Et les fins de carrières?
Le malheur, c’est lorsque les gens y aspirent et ont le sentiment que leur vie ne commence qu’à la retraite! Selon nous, la fin de carrière est le synonyme d’un projet achevé. Le départ doit être marqué par de la fierté du travail accompli et le sentiment d’avoir transmis ses connaissances, dans une impression de continuité avec ceux qui restent. Nous souhaitons insister sur les notions de coaching par des personnes en fin de carrière, qui n’assument pas forcément leurs responsabilités opérationnelles jusqu’au dernier jour, et peuvent accompagner ceux moins expérimentés, pour les faire évoluer.
 
Un mot sur votre département?
Notre équipe de 60 personnes s’occupe non seulement des 2.300 personnes employées par BGL BNP Paribas, mais au total des 3.800 qui travaillent pour le Groupe BNP Paribas sur le territoire. Recrutement, paiement des salaires, définition des avantages, nous n’externalisons aucune activité. Nous avons également un service HR Information Management qui se concentre sur les procédés traitant d’informations concernant nos collaborateurs. C’est un angle très important car si nous voulons bien les servir, il nous faut bien les connaître. Dans un monde de plus en plus agile, rassembler ces données souvent éparpillées afin de les utiliser au jour le jour est essentiel. Ainsi, nous étudions le parcours de nos collaborateurs – du recrutement à la retraite en passant par les promotions ou la mobilité, en local ou à l’étranger. Cela nous permet de redéfinir la façon dont nous gérons les ressources humaines, au service du collaborateur. Nous créons de la valeur ajoutée grâce à la connaissance de l’humain dans l’entreprise.

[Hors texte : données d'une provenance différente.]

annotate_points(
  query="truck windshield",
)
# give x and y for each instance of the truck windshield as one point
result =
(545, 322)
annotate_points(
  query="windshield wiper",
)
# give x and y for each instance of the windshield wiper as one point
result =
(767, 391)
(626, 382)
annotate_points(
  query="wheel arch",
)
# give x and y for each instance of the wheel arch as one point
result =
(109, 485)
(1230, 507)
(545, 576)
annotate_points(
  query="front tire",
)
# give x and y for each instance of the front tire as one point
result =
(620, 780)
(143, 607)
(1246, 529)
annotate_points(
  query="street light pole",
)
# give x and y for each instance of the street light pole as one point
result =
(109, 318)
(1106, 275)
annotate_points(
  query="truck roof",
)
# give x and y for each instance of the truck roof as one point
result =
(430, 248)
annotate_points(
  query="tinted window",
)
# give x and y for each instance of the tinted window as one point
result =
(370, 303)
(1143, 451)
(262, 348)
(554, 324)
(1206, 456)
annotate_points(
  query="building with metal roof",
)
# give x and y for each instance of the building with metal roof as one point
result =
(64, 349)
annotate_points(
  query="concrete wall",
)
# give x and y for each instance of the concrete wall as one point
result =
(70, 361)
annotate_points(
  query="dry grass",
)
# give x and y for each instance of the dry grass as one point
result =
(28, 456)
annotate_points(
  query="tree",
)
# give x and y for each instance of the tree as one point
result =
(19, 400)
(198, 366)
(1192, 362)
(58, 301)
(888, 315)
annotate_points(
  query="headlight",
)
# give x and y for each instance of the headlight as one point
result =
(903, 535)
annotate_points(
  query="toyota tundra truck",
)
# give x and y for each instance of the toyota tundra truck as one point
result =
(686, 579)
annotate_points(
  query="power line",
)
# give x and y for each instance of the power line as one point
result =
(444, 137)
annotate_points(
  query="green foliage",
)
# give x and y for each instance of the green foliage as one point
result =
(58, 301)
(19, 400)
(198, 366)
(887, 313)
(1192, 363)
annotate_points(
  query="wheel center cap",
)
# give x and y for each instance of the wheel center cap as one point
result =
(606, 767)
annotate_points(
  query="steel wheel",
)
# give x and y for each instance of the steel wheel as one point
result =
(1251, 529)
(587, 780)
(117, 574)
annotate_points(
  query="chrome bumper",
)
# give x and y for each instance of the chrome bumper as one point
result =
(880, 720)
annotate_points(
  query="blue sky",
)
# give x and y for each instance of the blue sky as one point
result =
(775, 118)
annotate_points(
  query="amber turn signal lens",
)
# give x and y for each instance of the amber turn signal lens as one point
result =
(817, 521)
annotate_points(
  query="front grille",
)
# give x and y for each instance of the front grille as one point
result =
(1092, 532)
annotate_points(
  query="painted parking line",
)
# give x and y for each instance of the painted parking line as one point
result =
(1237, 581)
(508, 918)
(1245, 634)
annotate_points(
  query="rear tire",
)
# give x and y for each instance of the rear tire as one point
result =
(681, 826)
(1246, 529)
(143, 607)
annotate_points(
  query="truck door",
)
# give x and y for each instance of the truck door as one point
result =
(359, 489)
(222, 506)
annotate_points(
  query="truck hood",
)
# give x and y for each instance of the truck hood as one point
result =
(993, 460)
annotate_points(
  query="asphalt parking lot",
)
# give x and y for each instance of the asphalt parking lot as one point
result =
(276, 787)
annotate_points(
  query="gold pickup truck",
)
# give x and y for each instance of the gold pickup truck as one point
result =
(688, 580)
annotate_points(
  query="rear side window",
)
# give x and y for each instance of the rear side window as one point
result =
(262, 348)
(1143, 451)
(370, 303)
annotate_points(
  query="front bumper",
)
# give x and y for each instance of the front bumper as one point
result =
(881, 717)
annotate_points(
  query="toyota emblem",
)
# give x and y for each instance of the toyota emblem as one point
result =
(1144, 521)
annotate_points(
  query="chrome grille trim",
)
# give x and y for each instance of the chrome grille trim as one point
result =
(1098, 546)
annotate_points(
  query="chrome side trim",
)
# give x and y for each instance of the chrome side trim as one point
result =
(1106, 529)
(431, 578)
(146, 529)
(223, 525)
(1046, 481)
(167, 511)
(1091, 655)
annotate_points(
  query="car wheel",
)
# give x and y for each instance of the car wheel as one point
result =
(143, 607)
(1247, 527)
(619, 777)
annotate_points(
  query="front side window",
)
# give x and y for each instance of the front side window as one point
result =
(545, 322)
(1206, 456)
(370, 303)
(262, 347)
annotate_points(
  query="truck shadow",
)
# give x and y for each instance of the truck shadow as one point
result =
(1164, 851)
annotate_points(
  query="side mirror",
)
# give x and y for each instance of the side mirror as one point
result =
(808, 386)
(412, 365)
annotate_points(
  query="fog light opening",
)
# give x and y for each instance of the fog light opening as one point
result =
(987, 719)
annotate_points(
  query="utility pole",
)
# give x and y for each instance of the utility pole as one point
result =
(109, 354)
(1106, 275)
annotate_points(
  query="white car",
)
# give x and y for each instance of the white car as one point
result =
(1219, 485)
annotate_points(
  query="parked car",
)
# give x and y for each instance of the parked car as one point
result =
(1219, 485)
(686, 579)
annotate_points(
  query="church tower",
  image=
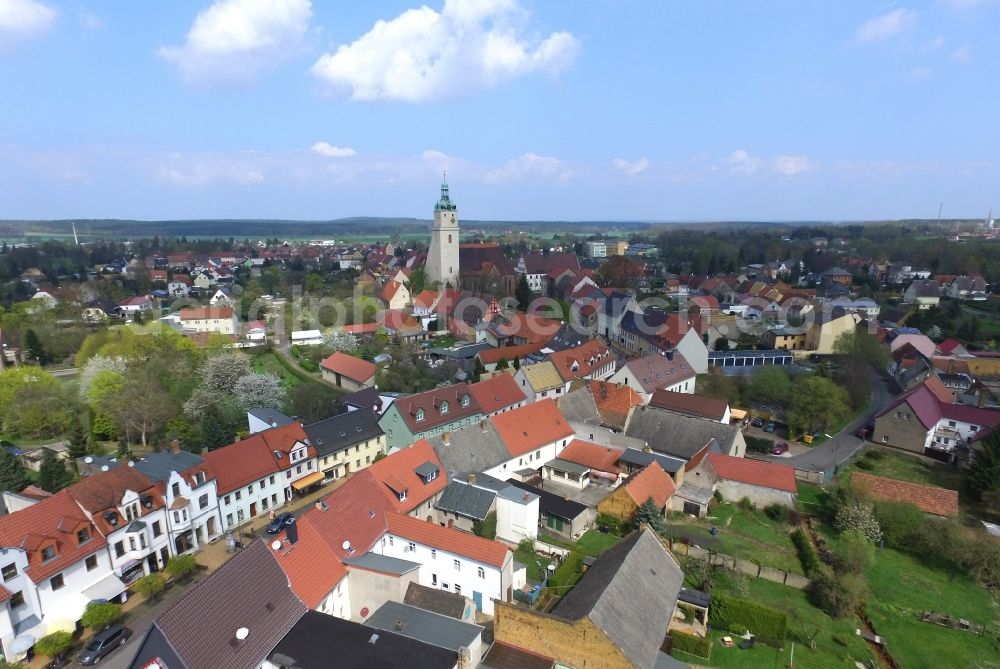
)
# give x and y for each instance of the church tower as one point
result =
(442, 259)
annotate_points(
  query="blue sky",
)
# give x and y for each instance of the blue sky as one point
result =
(568, 110)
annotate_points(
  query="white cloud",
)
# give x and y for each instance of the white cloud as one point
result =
(235, 40)
(741, 161)
(962, 55)
(790, 166)
(24, 19)
(631, 167)
(886, 26)
(331, 151)
(424, 55)
(530, 165)
(90, 22)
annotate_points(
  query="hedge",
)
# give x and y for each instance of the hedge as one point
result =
(689, 643)
(807, 552)
(739, 615)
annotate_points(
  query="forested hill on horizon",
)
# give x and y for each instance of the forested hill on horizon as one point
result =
(91, 229)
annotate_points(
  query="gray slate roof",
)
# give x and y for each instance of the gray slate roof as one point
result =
(336, 433)
(157, 466)
(679, 435)
(466, 500)
(426, 626)
(629, 593)
(470, 450)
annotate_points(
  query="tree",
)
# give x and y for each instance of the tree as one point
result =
(33, 347)
(53, 475)
(54, 645)
(982, 476)
(770, 384)
(99, 615)
(181, 566)
(523, 293)
(13, 475)
(260, 390)
(817, 403)
(151, 585)
(649, 514)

La tendance du métier RH est moins d’être un chasseur de talents, mais plutôt un créateur d’expérience client via la satisfaction du collaborateur. Notre métier évolue, conséquence naturelle des modes plus agiles des organisations, moins figées que par le passé. Nous raisonnons plutôt par missions dans notre définition de l’emploi, ce qui exige une certaine souplesse du collaborateur, et une plus grande réactivité de l’employeur.